Data Collection and Annotation
- Data Collection: Short video clips were recorded in a college cafeteria using a smartphone camera under varying lighting and angles. Frames were then extracted from these videos using a custom Google Colab notebook, resulting in 862 real-time images suitable for object detection training.
- Annotated Classes: Single class: tray.
- Annotation Tool: Roboflow.
- Total Images: 862 (647 train, 129 val, 86 test).
- Sample Images:

Model Training and Validation
- Model & Version: YOLOv8n (nano) from Ultralytics trained on Google Colab.
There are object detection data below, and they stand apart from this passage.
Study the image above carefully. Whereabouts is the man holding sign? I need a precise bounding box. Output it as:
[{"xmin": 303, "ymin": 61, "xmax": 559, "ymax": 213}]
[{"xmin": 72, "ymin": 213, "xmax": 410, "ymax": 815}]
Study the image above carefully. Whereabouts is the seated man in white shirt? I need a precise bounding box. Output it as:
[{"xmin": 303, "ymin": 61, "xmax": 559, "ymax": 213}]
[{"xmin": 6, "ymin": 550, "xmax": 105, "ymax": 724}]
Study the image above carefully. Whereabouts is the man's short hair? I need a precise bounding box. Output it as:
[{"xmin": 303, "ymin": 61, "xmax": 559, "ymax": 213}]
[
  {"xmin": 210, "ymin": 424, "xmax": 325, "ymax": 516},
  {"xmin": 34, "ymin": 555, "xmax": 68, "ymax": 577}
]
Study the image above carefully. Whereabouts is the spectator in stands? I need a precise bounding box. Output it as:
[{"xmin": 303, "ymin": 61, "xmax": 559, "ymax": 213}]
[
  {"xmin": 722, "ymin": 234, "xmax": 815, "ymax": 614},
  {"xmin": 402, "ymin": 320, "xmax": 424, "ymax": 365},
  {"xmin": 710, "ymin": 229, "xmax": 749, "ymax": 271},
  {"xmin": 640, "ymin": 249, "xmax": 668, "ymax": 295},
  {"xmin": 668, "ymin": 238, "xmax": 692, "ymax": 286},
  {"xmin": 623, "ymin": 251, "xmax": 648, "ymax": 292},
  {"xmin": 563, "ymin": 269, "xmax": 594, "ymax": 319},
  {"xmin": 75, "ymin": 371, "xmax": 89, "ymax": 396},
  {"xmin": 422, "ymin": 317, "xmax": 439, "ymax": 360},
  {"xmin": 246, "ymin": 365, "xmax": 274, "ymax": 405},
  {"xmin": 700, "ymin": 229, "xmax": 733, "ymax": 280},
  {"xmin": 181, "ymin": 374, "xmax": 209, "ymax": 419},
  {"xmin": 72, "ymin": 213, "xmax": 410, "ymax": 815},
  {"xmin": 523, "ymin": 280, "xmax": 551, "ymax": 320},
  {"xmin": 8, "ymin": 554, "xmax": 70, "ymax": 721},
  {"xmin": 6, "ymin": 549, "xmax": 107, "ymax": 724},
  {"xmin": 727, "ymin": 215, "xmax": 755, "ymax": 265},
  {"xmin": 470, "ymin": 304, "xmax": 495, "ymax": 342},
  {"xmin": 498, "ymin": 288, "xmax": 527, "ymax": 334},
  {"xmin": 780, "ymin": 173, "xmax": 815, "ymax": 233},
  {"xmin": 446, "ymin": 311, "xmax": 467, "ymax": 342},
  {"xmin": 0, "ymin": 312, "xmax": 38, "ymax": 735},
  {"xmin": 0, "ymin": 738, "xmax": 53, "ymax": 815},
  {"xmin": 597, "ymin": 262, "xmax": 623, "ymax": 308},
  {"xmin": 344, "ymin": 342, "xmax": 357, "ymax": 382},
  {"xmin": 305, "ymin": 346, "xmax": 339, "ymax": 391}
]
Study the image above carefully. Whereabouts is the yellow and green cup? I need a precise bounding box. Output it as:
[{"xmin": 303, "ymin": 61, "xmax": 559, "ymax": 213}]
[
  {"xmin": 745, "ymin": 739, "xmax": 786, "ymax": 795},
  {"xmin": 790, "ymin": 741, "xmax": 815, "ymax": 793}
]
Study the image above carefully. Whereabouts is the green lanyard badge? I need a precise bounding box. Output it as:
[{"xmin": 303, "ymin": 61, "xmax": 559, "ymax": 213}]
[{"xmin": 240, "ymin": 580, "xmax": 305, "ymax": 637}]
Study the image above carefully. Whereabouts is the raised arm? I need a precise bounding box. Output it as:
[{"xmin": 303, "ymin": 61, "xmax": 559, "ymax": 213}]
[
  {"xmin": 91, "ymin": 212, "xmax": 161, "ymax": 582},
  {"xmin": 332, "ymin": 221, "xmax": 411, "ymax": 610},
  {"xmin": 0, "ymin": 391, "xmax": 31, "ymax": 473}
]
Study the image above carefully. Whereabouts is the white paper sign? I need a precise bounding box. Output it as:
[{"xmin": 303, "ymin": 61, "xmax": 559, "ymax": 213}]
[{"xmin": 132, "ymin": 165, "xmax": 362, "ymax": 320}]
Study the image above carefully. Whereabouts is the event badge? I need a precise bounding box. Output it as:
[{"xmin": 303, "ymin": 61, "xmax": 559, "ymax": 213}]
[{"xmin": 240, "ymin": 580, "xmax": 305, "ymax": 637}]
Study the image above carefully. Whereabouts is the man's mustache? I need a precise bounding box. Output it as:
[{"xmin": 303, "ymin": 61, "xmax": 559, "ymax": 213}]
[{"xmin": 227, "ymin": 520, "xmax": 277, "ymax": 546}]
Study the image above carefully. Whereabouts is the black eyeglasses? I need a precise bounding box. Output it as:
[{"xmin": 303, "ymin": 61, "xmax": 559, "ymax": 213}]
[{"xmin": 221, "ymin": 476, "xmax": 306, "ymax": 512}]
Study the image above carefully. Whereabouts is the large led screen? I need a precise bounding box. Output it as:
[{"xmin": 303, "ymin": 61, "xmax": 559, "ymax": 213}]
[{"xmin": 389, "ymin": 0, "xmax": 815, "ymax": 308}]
- Training Details: 100 epochs, batch size 16, image size 640×640, default learning rate (0.01), early stopping (patience=10).
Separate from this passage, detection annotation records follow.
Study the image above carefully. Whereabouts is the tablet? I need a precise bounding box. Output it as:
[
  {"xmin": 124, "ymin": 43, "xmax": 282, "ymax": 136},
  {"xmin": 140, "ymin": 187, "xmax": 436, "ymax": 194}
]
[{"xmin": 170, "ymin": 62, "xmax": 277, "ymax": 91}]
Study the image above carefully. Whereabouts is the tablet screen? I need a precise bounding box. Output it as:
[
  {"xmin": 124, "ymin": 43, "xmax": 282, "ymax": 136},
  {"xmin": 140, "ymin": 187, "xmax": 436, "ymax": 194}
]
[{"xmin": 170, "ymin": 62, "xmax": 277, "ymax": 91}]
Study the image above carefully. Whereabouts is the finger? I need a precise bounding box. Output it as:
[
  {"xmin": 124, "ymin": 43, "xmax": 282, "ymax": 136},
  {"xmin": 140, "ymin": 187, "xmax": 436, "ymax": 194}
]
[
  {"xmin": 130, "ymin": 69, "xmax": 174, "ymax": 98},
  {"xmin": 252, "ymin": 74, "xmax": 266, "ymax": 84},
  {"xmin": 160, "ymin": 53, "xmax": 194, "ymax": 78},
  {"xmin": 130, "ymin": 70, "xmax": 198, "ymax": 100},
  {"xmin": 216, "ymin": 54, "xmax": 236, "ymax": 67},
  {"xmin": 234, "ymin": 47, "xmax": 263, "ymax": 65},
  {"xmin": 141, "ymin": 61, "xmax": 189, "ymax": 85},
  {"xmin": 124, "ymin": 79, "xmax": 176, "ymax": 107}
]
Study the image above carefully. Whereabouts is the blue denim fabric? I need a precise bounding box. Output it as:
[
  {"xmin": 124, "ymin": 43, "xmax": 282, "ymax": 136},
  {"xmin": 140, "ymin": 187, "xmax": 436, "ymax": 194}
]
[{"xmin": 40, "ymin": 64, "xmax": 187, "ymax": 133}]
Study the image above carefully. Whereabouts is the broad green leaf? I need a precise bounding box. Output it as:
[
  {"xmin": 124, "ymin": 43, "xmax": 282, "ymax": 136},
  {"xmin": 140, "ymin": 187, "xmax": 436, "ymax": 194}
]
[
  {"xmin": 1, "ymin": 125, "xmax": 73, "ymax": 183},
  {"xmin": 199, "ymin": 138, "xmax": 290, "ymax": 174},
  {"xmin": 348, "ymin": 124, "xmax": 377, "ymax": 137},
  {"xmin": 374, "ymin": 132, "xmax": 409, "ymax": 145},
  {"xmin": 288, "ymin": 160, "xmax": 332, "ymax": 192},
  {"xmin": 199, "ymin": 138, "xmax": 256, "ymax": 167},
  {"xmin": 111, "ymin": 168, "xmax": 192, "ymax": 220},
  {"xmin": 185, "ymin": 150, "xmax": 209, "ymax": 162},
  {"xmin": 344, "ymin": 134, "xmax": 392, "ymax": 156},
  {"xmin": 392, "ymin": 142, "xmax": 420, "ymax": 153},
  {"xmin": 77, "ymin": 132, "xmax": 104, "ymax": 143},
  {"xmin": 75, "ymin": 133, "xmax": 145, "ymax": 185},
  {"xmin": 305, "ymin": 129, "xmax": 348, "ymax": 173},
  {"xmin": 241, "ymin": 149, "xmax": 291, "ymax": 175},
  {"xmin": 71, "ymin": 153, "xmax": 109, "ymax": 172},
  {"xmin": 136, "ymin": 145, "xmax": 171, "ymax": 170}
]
- Augmentations: Mosaic, MixUp, HSV jitter.
- Monitored Metrics: mAP@0.5, precision, recall, training/validation loss.
- Additional Data: Initially, only 647 images were used for training, and performance was suboptimal. To improve results, additional frames were extracted from the source video, expanding the dataset to 862 images total. This significantly enhanced model training and inference performance.
For further details on training a custom model, please refer to this Github link:
Model Deployment and Demo Video
- Performance: ~8 FPS on a mid-range Android device with ~85% mAP@0.5 in live inference.
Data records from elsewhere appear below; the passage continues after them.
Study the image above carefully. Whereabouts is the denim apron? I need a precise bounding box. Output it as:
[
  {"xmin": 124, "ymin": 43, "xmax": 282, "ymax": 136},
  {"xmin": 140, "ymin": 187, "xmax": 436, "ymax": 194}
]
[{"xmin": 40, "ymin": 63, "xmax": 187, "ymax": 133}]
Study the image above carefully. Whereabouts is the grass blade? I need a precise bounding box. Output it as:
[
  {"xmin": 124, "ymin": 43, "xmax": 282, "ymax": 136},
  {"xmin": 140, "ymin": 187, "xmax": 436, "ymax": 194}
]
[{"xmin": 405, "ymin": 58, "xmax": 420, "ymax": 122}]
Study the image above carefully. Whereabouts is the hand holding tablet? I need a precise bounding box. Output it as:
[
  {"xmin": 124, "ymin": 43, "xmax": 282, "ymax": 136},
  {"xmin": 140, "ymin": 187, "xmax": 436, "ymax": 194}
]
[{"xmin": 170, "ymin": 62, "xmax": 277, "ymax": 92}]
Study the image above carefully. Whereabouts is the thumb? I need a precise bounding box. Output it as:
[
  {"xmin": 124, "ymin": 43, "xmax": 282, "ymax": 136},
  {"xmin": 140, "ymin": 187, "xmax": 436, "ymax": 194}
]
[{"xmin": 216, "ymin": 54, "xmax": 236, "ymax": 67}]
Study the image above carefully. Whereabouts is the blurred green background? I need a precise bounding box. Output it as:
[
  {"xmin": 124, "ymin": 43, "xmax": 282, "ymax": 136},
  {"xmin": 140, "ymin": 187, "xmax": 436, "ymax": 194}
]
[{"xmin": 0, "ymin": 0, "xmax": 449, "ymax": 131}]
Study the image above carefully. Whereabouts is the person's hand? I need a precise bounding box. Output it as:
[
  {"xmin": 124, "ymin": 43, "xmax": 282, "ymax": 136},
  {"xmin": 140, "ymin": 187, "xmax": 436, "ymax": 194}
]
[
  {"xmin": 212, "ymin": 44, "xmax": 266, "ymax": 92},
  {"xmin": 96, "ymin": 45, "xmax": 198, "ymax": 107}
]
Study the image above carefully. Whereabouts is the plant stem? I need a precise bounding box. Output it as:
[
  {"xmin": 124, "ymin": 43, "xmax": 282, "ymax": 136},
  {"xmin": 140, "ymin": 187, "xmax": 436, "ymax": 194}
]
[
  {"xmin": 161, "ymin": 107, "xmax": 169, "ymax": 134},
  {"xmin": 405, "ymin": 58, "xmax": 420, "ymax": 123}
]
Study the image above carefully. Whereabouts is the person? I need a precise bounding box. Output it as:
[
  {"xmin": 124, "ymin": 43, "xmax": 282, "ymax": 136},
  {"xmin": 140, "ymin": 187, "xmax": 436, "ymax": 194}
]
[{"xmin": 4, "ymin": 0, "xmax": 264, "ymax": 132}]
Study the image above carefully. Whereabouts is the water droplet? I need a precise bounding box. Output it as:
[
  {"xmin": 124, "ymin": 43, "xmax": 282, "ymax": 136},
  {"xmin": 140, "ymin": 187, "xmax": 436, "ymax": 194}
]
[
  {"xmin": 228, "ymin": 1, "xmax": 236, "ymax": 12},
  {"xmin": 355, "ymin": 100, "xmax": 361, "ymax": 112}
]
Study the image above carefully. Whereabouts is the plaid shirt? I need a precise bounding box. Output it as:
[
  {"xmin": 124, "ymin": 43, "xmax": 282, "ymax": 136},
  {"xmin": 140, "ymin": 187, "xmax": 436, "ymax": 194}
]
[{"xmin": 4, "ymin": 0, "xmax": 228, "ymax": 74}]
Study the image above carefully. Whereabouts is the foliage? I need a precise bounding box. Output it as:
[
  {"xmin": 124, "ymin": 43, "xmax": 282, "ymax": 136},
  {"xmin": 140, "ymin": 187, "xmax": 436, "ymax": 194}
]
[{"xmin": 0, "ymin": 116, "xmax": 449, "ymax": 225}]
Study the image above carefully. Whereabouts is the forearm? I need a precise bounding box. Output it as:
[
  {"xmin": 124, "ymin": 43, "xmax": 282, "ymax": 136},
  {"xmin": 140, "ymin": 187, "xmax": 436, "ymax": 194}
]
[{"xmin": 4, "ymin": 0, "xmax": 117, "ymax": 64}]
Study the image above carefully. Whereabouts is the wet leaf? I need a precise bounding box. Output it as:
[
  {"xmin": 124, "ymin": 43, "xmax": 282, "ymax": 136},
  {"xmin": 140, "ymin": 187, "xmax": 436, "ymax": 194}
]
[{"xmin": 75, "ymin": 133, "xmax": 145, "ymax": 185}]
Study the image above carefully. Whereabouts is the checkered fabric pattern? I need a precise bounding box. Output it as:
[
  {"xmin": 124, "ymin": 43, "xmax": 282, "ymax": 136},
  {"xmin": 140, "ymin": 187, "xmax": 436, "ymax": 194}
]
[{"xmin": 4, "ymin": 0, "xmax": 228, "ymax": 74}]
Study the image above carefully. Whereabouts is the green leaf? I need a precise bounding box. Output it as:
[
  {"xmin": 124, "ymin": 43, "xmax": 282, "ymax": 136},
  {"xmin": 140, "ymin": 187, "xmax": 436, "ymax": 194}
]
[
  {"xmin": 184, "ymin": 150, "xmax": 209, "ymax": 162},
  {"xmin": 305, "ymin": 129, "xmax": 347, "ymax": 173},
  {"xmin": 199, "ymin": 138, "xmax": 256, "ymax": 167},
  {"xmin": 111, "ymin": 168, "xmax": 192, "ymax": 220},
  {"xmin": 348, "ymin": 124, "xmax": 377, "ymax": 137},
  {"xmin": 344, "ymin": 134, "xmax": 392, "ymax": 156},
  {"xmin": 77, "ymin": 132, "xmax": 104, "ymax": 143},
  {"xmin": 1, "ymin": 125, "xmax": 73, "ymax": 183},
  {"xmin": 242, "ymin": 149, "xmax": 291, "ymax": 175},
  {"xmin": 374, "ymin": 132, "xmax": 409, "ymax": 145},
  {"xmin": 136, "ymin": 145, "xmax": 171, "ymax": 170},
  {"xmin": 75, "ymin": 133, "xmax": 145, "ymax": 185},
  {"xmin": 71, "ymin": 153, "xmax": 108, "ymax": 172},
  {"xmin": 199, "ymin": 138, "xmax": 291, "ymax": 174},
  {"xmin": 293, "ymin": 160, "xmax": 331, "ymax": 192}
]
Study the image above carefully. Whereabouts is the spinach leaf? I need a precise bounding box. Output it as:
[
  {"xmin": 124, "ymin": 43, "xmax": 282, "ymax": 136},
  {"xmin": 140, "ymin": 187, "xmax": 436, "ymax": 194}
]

- Models Deployed: One YOLOv8n model in the YOLOvX mobile app.
- Demo Video: https://drive.google.com/file/d/1jt5IlfRpCQIyiRaXM2eteRxFlDqPGc48/view?usp=sharing
Conclusion
The YOLOv8n model achieved reliable tray detection at real-time speeds on mobile, streamlining canteen operations. Key learnings include the importance of diverse lighting conditions in the dataset and the value of lightweight models for on-device inference.